Cette fatigue d’une partie de la troupe, face à l’explosion de contestations à laquelle la mort de Zhina–Mahsa Amini a donné le signal, se voyait confirmée par les appels à l’unité d’Abd al-Rahim Moussavi, commandant-en-chef de l’Armée conventionnelle (en persan : artesh, par opposition au sepah, la « Légion » des Gardiens de la révolution et, notamment, son corps des Bassidjis)3. La question désormais posée de la loyauté de l’Armée alimentait, dès la semaine du 10 octobre, un début de panique dans les instances du pouvoir militaro-religieux. Certains reprochaient à la police sa « passivité », un responsable allant jusqu’à évoquer l’envoi de drones kamikazes (les Shahed 136, utilisés le 28 septembre contre des organisations kurdes en Iraq, et en Ukraine par l’armée russe).

D’un combat féministe à l’avant-garde féminine d’une protestation globale

Outre la jeunesse, la résolution et le courage des manifestantes et manifestants de septembre–octobre 2022, trois éléments de nouveauté au moins, intimement liés, sont apparus dans les mouvements sociaux, désormais politiques, de cet automne par rapport à ceux qui les ont précédés (depuis la révolte étudiante de 1999, le mouvement Vert dix ans plus tard, et les manifestations endémiques de l’hiver 2017–18 puis du printemps et de l’automne 2019). Le premier, bien sûr, est la dimension symbolique particulière revêtue par le «  martyre  » (shahâdat) de Zhina–Mahsa Amini  : les réseaux sociaux qui le dénoncent ont adopté, pour en inverser le sens, le vocabulaire de l’autosacrifice qui est au cœur de la culture des valeurs masculines particulière aux Gardiens de la révolution.

Jusqu’alors, les grèves et manifestations des années précédentes, endémiques dans tout l’Iran, avaient gardé, malgré la radicalité de leurs slogans, un caractère social (contre le non-paiement des salaires du public ou des retraites  ; les problèmes économiques créés par la mauvaise gestion de l’eau  ; ou, en décembre 2017, le renchérissement attendu mais brutal du prix de l’essence à la pompe, dans un pays où la voiture individuelle est, entre autres, un rare dérivatif).

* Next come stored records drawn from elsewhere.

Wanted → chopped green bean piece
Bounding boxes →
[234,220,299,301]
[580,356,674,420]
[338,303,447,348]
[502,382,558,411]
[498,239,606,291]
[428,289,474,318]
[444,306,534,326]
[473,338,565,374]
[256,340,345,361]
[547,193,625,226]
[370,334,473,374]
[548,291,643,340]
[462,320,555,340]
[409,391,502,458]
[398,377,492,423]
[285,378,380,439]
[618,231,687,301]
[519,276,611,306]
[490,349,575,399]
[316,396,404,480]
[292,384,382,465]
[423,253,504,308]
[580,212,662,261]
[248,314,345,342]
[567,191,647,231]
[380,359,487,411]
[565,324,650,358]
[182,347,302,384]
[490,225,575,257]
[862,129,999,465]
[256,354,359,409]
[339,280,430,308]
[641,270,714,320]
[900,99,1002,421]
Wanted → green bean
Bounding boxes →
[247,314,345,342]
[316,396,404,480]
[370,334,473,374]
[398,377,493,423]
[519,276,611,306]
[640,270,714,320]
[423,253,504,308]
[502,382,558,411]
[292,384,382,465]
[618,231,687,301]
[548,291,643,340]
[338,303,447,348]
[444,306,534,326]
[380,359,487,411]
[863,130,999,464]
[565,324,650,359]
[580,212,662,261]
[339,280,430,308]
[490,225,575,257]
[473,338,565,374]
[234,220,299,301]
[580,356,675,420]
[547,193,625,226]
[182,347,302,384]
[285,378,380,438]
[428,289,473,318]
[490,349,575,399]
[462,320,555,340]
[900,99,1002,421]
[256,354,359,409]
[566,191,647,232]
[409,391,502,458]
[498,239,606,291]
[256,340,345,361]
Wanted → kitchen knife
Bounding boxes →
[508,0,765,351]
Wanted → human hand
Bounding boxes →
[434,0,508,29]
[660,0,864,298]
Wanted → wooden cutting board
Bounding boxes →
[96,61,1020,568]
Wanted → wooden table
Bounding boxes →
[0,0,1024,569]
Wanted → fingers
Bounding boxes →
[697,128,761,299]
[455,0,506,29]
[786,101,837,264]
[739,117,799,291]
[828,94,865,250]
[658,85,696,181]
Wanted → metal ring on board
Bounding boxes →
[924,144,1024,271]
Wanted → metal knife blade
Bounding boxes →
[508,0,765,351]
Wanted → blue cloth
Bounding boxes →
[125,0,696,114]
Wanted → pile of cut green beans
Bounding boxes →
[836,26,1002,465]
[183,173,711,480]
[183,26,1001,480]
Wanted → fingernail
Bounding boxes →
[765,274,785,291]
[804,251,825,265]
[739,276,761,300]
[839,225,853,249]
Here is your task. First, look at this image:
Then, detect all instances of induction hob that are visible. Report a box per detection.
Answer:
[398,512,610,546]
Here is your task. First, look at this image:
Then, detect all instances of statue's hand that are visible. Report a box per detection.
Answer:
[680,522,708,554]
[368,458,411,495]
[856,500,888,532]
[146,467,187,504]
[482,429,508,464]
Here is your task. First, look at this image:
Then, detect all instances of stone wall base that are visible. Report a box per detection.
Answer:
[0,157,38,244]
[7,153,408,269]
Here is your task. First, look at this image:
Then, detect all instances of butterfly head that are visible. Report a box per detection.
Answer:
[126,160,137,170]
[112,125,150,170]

En 2022, une contestation féministe ancienne de la République islamique, libérée par la mort de Zhina–Mahsa Amini, a pu prendre une dimension massive, portée par une jeune génération d’activistes souvent adolescentes, virtuoses d’Instagram et qui se découvraient, à la faveur des événements, une vocation d’influenceuses.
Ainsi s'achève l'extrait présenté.